Lacking NAC’s sponsorship, the 1988 women’s issues debate segment lost much of its symbolic power. To compare, NAC had funded and led the planning of the 1984 debate, from shortlisting panelists and soliciting debate questions from Canadian women’s groups to reserving space for women to attend in person.

The 1984 broadcast also opened with a prepared statement from then-NAC president, Chaviva Hošek, who characterized the event as “the beginning of a new tradition, a tradition that now takes its natural place in the political process of Canada.”

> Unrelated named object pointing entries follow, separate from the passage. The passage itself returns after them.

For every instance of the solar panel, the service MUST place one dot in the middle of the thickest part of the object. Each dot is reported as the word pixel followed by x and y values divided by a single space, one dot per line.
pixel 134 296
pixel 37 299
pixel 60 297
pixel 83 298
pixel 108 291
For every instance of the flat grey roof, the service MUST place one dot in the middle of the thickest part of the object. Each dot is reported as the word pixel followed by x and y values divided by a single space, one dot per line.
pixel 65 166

These details, combined with panning camera shots of the hundreds of women in attendance, meant that the 1984 women’s issues debate referenced the power and history of the national women’s movement and celebrated the debate as a move toward a more deeply democratic political process in Canada.

NAC’s exclusion from the 1988 event also meant that the women’s issues debate lost its grounding in an informed, feminist political perspective. This culminated in a strange moment when a question’s appropriateness came under scrutiny during the women’s issues segment.

In a surprising move, NDP leader Ed Broadbent questioned Canadian women’s interest in national defense spending. Broadbent’s criticism framed women’s issues as separate from “hard” policy issues (despite decades of anti-nuclear activism led by the Canadian feminist peace movement).

Perhaps more surprising than Broadbent’s challenge was moderator Rosalie Abella’s concession that “oblique reference to social issues [in the question] turns out not to be a reference to women’s issues” and chastisement of the panelists for the “unexpected intervention.”

Despite panlist Pamela Wallin’s rejoinder that “we felt women were in fact very interested in these issues and in the spending of defense funds,” this moment weakened the place of women’s issues in the official political realm by suggesting to viewers how “tricky” women’s issues could be — not even the “objective” media experts could properly identify them.

NAC’s proposal for a third leadership debate in 1993 did not move forward, making the 1988 women’s issues segment a limp finale to what began as a historic chapter in Canadian political history.

The Conservative caveat transformed the women’s issues debate into a political tool to marginalize and disempower the organized women’s movement in Canada — a key strategy used to dismiss oppositional voices from national political discourse in the formative years of Canadian neoliberalism. This marked the onset of a 30-year cooling of relations between the federal leadership and women’s groups; years characterized by federal defunding measures that devastated the cohering bodies of the national women’s movement, like NAC, and gutted government programs doing research on women’s advocacy.

That said, even if a televised leadership debate on women’s issues is not realized during the current election cycle, as all signs indicate, the momentum and support generated for such an initiative by campaigns like Up For Debate signals a thaw in the neoliberal chill put on women’s advocacy work in Canada. 

Samantha C. Thrift is an Instructor in the University of Calgary’s Department of Communication, Media and Film. Her research studies the social and political implications of feminist media, and she has published on the 1984 Canadian leadership debate on women’s issues, feminist humour and the 2012 Binders Full of Women meme, as well as the hashtag activism of #YesAllWomen.